Déraciner un miséreux sur 100 du tiers-monde, voler leurs élites à des pays pauvres, détruire toutes les cultures enracinées, pour le profit d'une oligarchie, et la mise en place d'un projet sataniste d'Homme nouveau hors sol, hors nature, ce n'est pas chrétien. Ce qui serait chrétien, ce serait que l'occident accepte enfin de vivre selon ses moyens, abandonne son impérialisme, et plutôt que de déraciner tous et partout, s'emploie à aider le monde entier à se développer, là où il est... Ça, c'est chrétien... Humanisme, ça ne signifie pas destruction de toutes les cultures pour une grande unification par le bas sur le cerveau reptilien, plus petit dénominateur commun, pour le plus grand profit de l'hyper classe mondialisée. Au contraire.
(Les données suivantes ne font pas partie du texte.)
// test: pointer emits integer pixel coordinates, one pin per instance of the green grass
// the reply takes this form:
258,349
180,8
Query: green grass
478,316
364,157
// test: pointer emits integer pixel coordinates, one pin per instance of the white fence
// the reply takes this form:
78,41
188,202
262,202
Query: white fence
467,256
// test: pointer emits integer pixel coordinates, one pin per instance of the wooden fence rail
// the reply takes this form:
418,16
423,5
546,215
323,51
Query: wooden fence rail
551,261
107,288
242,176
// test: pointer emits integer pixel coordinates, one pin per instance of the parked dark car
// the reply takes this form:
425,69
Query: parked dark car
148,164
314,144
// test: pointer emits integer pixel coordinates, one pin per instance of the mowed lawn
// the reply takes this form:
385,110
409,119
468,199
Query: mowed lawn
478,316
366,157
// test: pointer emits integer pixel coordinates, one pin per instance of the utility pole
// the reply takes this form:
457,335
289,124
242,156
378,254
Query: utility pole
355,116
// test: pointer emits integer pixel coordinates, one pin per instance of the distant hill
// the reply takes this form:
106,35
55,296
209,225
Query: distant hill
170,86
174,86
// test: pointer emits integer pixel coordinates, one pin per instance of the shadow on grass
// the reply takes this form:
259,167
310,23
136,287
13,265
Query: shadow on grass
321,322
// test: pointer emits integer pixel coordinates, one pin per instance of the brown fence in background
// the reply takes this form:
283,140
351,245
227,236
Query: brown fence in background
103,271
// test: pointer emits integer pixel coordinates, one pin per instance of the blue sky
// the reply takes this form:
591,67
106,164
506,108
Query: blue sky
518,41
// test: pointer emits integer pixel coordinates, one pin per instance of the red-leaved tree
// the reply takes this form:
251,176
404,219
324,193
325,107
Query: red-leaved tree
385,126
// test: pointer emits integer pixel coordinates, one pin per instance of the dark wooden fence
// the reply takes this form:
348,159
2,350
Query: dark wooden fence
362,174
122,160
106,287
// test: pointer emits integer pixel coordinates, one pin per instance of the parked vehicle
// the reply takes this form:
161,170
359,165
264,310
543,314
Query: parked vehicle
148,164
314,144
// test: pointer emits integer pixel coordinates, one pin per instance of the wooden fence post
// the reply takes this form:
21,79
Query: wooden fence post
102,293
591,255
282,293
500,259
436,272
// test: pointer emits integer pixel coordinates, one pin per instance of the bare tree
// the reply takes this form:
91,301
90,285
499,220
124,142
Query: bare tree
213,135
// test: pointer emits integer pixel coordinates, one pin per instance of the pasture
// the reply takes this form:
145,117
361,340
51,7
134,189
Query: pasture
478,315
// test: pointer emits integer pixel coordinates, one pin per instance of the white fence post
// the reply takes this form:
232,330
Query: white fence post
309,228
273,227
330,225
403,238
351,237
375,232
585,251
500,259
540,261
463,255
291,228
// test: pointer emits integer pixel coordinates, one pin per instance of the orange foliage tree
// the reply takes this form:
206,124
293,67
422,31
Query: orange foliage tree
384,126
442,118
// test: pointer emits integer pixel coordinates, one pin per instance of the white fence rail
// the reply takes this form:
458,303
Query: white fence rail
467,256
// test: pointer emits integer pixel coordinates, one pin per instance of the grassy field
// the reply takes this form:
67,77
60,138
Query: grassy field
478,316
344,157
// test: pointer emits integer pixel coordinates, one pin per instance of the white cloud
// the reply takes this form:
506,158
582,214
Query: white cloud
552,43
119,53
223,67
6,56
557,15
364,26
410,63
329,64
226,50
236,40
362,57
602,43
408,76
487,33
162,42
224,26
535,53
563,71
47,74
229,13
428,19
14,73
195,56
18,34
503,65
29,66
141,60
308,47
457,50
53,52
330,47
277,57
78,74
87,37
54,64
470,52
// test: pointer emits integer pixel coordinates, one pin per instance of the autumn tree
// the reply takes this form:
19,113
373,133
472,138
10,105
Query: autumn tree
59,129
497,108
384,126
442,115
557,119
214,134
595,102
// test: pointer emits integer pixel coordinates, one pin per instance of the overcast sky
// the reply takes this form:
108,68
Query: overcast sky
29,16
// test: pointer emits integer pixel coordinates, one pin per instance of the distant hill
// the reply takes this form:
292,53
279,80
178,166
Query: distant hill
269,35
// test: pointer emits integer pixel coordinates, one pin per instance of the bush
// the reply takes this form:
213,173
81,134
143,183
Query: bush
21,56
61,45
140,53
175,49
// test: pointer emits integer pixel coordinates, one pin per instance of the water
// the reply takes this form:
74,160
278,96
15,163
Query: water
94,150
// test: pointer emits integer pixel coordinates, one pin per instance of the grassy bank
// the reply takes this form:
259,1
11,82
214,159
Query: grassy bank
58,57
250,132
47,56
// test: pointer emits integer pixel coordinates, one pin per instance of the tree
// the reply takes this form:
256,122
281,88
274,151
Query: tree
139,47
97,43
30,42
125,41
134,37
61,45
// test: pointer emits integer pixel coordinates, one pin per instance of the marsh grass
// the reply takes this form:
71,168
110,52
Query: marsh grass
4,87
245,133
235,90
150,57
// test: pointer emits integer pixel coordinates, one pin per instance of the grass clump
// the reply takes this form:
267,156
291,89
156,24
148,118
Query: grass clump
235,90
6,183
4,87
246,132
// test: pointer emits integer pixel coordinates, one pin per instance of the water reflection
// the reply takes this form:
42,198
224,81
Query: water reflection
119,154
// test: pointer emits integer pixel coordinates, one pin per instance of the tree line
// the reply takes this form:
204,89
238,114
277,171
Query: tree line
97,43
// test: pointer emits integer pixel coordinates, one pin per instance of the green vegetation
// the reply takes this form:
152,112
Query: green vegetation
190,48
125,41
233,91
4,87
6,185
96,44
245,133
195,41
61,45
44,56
Et la daubasse immigrationniste de la fausse gôche internationaliste, ce n'est que de l'attrape couillon pour jouer à plein les intérêts de Goldman Sachs...

28 commentaires:

  1. Pas si vite, les couleuvres commencent à sortir. L'ascension de ce sieur dans la hiérarchie de l'Eglise s'est faite pendant les années de la dictature argentine qu'il a appuyée, au point de retirer sa protection à 2 jésuites accusés par le régime d'aider des pauvres (subversifs) et d'être suspect dans une histoire de disparition d'enfants (kidnappés par le régime militaire, chose courante pendant cette période). Récemment, il s'est caractérisé par son opposition aux Kirchner, pas franchement du coté de l'Empire.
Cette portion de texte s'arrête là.